Chip persevera en convertirse en un desgraciado disfuncional al perder el entusiasmo por el conocimiento intelectual y por el sentido de lo verdaderamente correcto. Gary, tierno hasta la hiperestesia, claudica ante su propia autoexigencia y pierde toda su capacidad para disfrutar de la vida. Siendo mezquino, cobarde y egoísta cree que se blinda ante el mundo.
Y Denise, ay, mi querida Denise, sucumbe perversamente ante sus fracasos, perseverando para hacerlos más profundos y dolorosos como una forma rara de estoicismo.
Y Alfred, la figura paterna, mi propio padre... No puedo hablar de esto.

En el epílogo se aprecia una pequeña "corrección" en sus trayectorias vitales, pero la crueldad de la madre, Enid, ante la desesperación de Alfred por su propia demencia no deja lugar a dudas sobre el color de esta novela: negro.

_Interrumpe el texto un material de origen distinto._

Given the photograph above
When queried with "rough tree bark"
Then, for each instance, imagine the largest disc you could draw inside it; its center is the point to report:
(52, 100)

Negrísimo.

No deja de ser paradójico que primero leyera Libertad y después Las Correcciones, porque en este orden parecen seguir el hilo de mi propia vida.
A veces aprieto contra mi pecho Las Correcciones y lo acaricio, porque sé que pronto tendré que tomar la decisión de seguir apretándolo contra mí o de coger ambos, Libertad y Las Correcciones, y hacer una pira funeraria con ellos que me de la fuerza suficiente para hacer mi propia corrección.